Kraepelin a écrit :Y a-t-il aujourd'hui une représentation du bien qui soit aussi enthousiasmante que la christianisme a pu l'être pour les élites du passé?
Eh bien en fait, oui, pas mal même. Le truc c'est qu'elles sont désormais optionnelles et qu'un des piliers parfaitement justifiés de l'éthique laïque est la tolérance envers les personnes ayant fait un choix différent. Du coup c'est dur de trouver une société unanimement tournée vers un but spirituel commun, mais les groupes ayant de telles valeurs existent encore.
Il y a plein de groupes religieux, occultes ou philosophiques. À commencer par le christianisme, qui existe encore. Une forme occidentalisée de bouddhisme prospère, il y a une religion environnementaliste qui perso m'agace pas mal, qui monte beaucoup et qui intègre beaucoup de la mortification catholique.
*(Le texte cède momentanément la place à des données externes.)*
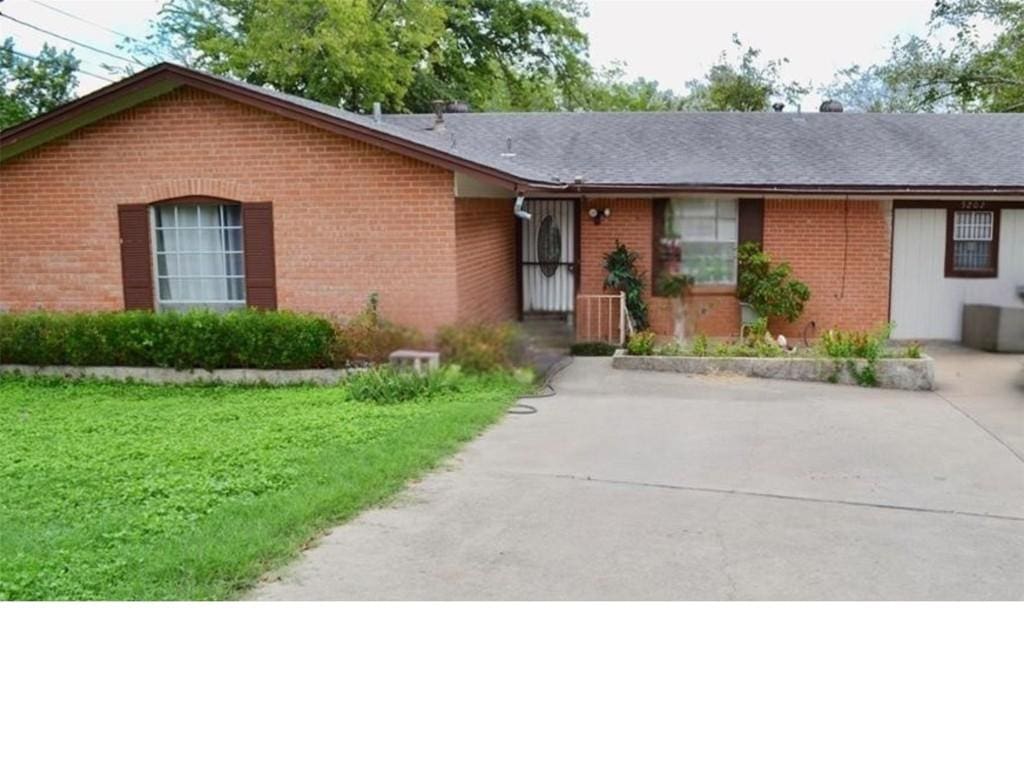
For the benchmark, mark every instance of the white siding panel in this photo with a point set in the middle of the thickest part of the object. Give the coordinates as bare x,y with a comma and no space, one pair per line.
926,304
Il y a les franc-maçons, un groupe très divers dont les mentalités semblent changer pas mal d'obédience en obédience voire de loge en loge.
Je trouve que le
"secular humanism" est un mouvement qui intègre la plupart des notions positives du christianisme et donne des objectifs enthousiasmants: amélioration du monde et de notre compréhension d'icelui.
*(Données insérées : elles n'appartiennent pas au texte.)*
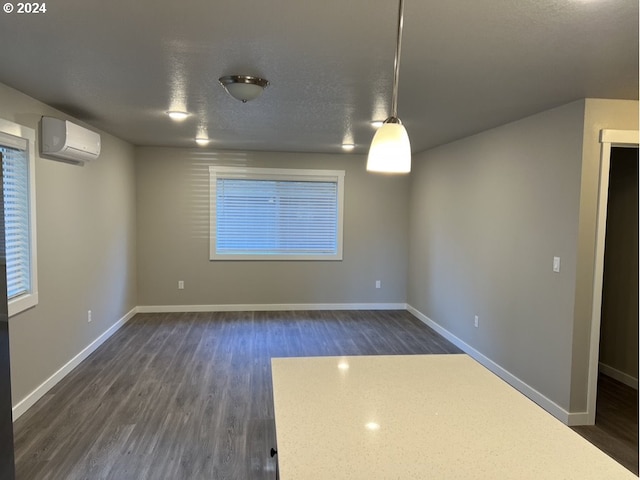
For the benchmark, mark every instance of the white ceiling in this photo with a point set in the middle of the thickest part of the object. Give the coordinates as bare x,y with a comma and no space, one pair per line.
467,65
De mon coté, je suis servi par les mouvement posthumain et singularistes en terme de transcendance: je trouve qu'ils donnent à ce mot un sens bien plus réel et bien plus concret qu'aucune religion n'a jamais réussi. C'est peut être parce que je suis ces philosophies depuis si longtemps que j'ai eu du mal à comprendre jusqu'à récemment ce qui manquait aux croyants perdant leurs croyances.
Récemment j'ai adjoint à ce petit mix, une dose de bouddhisme sur la notion d'amour inconditionnel comme une valeur positive et spirituellement constructive (mais ça aurait pu facilement être d'inspiration chrétienne).